Besteht da nicht die Gefahr, dass die das ausnutzen und sich das "Heftige" auch dann nicht legt, wenn ich mit "Suchen" eigentlich schon lange fertig bin?

: Den text kannst du von mal zu mal variieren. Wenn du etwa 5 - 7 minuten vom unterricht bewußt dafür opferst wirst du wahrscheinlich erfolg haben:

Mit meinen Ermahnungen und Donnerwettern :-( geht ja auch ganz schön viel Zeit drauf. An Zeit mangelt es nicht.

: - weil es als bestärkung funktioniert (habe das mit studenten und mit kindergartenkindern ausprobiert. Es ist auch in den 50er/60er jahren als wiss.veröffentlichung erschienen.)
: - weil du es bewusst tust, ärgerst du dich nicht. Die schüler bemerken, dass sie jetzt keinen einfluss, keine macht über dich haben. Das wirkt so wie ignorieren nur überzeugender, weil sie die absicht nicht erkennen.

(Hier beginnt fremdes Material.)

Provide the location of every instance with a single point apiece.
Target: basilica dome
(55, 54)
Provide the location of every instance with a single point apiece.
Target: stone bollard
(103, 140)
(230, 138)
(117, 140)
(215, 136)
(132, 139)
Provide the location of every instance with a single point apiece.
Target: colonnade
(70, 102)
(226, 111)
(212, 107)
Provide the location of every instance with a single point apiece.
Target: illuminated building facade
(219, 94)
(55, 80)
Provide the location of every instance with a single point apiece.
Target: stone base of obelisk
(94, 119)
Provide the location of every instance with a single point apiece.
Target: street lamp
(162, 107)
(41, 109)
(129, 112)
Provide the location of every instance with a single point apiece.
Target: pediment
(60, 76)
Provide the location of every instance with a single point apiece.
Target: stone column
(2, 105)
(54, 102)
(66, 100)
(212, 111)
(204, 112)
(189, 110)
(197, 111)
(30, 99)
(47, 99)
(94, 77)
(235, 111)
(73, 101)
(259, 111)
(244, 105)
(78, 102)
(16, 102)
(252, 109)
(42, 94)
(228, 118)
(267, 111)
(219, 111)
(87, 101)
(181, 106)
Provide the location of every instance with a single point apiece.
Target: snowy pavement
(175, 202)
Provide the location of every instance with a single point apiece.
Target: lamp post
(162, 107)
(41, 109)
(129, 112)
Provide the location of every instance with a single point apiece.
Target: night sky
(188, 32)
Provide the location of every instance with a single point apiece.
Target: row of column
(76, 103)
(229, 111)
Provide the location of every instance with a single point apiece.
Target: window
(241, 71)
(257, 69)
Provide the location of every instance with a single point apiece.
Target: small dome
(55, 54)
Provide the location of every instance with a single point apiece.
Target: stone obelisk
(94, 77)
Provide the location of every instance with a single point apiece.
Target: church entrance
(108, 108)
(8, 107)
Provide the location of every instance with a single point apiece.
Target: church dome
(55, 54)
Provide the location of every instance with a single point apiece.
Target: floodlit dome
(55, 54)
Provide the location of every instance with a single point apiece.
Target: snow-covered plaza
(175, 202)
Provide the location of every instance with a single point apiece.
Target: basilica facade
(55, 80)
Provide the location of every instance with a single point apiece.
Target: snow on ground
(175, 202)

Ach so!! Jetzt kapiere ich! :-)

: Aber du darfst ihnen NIE sagen, dass du versuchst, sie auf diese art zu lenken.
: Mich würde deine erfahrung nach etwa einer woche interessieren. Kannst du sie mitteilen?

Das kann ich gern tun. Vielleicht dauert es auch etwas länger. Die Arbeitshaltung in der Klasse ist immer stark abhängig von der Tageszeit, und da von 4 Wochenstunden zwei ungünstig liegen (d.h. am späten Vormittag) und diese Woche auch noch eine Stunde ausfällt, weiß ich noch nicht, wann ich davon berichten kann.
Schließlich muss ich mich auch erst einmal daran gewöhnen...seltsam: bei meinem Hund ist mir das inzwischen sozusagen "in Fleisch und Blut" übergegangen, was ich tun muss, um ein erwünschtes Verhalten zu "formen", aber hier sehe ich quasi den Wald vor Bäumen nicht!

Ich hatte eher in die Richtung überlegt: ich gebe zu Beginn der Stunde einen "advance organizer", also eine Liste, was heute alles erledigt werden soll, und je schneller wir sind, d.h. je besser und konzentrierter die Schüler mitarbeiten, um so weniger Arbeit bleibt für die Hausaufgaben übrig. Was haltet ihr davon?

Grüße
Katrin

31. Januar 2000 21:15

Hallo Martin, Katrin und die Anderen,

sehr interessantes Thema und gerade deshalb, weil wir schneller in der Lage sind oder eher bereitwilliger(?) operantes Verhalten im Umgang mit Vierbeinern als mit den uns umgebenden Zweibeinern zu "pflegen".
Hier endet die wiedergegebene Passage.